Chanting mantras is not just about spirituality and religion, rather it’s a combination of sound, breath, and rhythm that helps you to channelize your energy.
In its most rudimentary form, a Sanskrit mantra is made of syllables which exert their influence by means of vibration (sound). As one would have personally experienced, different syllables have different vibration patterns which affect various parts of the body. Each syllable resonates with a certain organ or part of the body.
The vibration of an ancient mantra stimulates a gland called hypothalamus. One of the most important functions of the hypothalamus is to connect the nervous system to the endocrine system via hypophysis (the pituitary gland).

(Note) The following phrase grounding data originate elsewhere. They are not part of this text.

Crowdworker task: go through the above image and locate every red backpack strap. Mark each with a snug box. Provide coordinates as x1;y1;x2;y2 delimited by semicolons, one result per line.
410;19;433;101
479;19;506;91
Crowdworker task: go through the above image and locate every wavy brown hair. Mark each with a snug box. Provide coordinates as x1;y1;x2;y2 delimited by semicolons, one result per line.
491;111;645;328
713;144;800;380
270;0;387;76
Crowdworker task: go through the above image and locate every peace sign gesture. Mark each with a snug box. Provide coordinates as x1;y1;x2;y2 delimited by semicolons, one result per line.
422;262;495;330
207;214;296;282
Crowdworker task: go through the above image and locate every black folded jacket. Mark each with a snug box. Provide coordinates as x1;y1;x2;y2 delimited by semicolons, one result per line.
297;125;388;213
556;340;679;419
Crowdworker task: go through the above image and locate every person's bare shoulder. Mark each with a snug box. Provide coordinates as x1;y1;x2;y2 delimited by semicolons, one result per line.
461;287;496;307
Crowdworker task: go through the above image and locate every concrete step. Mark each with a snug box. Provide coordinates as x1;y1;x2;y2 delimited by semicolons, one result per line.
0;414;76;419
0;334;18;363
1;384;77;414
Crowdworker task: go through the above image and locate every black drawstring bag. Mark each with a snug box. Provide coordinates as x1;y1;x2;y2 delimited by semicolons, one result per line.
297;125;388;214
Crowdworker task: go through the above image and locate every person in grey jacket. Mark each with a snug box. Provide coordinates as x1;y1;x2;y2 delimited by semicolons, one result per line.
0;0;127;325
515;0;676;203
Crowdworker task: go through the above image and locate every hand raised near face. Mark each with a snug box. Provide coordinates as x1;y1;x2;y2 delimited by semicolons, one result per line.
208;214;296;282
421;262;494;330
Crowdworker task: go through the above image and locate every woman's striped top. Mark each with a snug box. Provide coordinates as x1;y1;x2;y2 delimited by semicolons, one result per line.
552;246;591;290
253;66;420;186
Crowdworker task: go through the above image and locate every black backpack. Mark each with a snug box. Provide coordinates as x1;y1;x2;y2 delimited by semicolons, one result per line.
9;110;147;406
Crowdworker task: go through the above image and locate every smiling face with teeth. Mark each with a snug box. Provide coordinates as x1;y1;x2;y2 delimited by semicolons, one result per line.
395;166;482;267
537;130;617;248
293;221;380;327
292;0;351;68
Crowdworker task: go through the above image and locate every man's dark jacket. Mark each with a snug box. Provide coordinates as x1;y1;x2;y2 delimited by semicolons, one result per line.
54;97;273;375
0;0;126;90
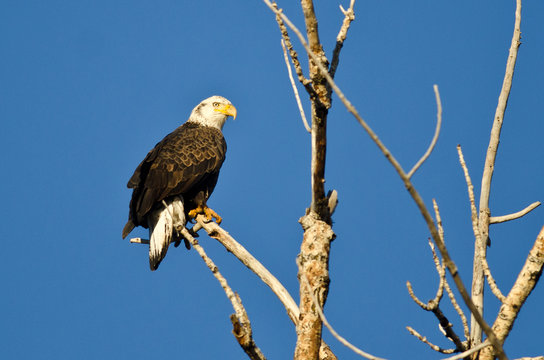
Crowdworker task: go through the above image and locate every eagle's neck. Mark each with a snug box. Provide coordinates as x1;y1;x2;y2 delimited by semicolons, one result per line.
188;108;226;131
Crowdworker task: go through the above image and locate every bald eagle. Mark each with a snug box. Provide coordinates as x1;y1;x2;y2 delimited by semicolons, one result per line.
122;96;237;270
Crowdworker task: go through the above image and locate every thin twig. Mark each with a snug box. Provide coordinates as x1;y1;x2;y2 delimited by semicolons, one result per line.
272;2;314;95
490;201;541;224
406;281;430;310
457;145;506;303
406;239;465;352
329;0;356;78
444;280;470;342
436;199;470;341
428;239;446;305
297;258;386;360
179;228;266;360
474;0;523;347
405;326;456;354
405;241;445;311
442;341;490;360
407;85;443;179
281;39;311;133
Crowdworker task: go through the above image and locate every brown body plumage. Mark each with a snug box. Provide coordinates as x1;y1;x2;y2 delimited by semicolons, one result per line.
122;96;236;270
122;122;226;238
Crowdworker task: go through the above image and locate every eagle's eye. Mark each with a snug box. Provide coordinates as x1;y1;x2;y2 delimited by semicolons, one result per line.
212;102;219;107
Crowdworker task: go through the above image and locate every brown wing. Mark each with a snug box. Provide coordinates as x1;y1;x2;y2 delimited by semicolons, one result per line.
122;122;226;238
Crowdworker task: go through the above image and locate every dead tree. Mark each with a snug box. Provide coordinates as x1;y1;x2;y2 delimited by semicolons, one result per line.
128;1;542;359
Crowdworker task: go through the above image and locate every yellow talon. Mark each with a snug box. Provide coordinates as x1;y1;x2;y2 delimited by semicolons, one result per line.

Moreover, by aiming with intention the practice of a mantra into continuously deeper layers of ourselves, we can bring more of ourselves online, as it were, and hence more on board the journey of health towards wholeness and union.
Here is a list of 10 powerful ancient Tibetan and Sanskrit mantras for healing:
#1 Om mantra
It is one of the most common Tibetan and Sanskrit mantras. Traditionally, Om (or Aum) has the capacity to progressively open up the practitioner to the ever-present timeless and formless reality, the background radiation of the universe that echoes the Big Bang.
One of the most popular misconception about this ancient mantra is that it is religious. On the contrary, it is a universal powerful mantra because it neither refers to any particular religion nor God. One of the claims made by Yogis is that reciting Aum mantra reduces mental stress, improves our concentration, gives steadiness and peace to our mind, and clears all worldly thoughts.
#2 Om Mani Padme Hum mantra
This mantra is the most widely used of all Tibetan Buddhism mantras. The first known citation of Om Mani Padme Hum occurs in the Karandavyuha Sutra, published in the eleventh century.
Also known as the six syllables, it means that through the daily practice of a path that is a union of compassion and love with wisdom, you can transform your impure speech, body, and mind into the pure exalted speech, body, and mind of a Buddha.
#3 Lokah Samastah Sukhino Bhavantu mantra
Although this Sanskrit mantra does not appear in any of the ancient Vedas, it is an expression of the universal spirit that we find therein.
The mantra is most usually recited near the closing of a meditation or a spiritual practice, being absorbed into the practitioner’s soul to be carried onward into his/her life. Translation – ”May all beings everywhere be happy and free.”
#4 Prana Apana mantra
Prana is the universal principle of energy. When we speak of energy (prana), we do not mean the breath, air or oxygen.
Scientifically and precisely speaking, prana means the original life force. This mantra – Prana Apana is a powerful instrument to reach within yourself, helping you with the healing process, both physical and emotional.
#5 Gayatri mantra
Gayatri Mantra is the foremost mantra in Hinduism and it inspires wisdom. The mantra has three parts: praise, meditation, and prayer. First, the Divine is praised, then it is meditated upon in reverence and lastly, an appeal is made to the Divine to dissipate the darkness of ignorance and to awaken and strengthen the intellect.
The optimal times for reciting Gayatri mantra are at dawn, midday, and at dusk.
#6 Tumare Darshan mantra
This mantra expresses immense gratitude and celebrates the gift of being in the presence of the Enlightened One.
#7 Buddha Sakyamuni Mantra – Om Muni Muni Maha Muniye Soha
Among the Buddhist mantras frequently used by Tibetans, this mantra is one of the most popular. Sakyamuni Buddha is the main figure in Buddhism.
He is recognized by Buddhists as a divine or enlightened teacher who attained full Buddhahood, and shared His insights to help sentient beings end suffering and rebirth. Om Muni Muni Maha Muniye Soha is the essence of the Sakyamuni Buddha, the essence of His enlightenment.
#8 Tumi bhaja re mana mantra
This mantra is a devotional Hindu song, expressing love for the Divine.
#9 Buddham Saranam Gacchami mantra
This Buddhist mantra translates as – „I go for refuge to myself, to my own heart-of-hearts, to my own innate wakefulness and silence and goodness”.
#10 Ksitigarbha Bodhisattva mantra
Bodhisattva Ksitigarbha is known for his vow to take responsibility for the instruction of all sentient beings in the 6 worlds between the death of Sakyamuni Buddha and the rise of Maitreya Buddha, as well as his vow not to achieve Buddhahood until all hells are emptied.
This powerful mantra is to be practiced for any problems or difficulties. This mantra is very effective even when chanted 4 or 5 times.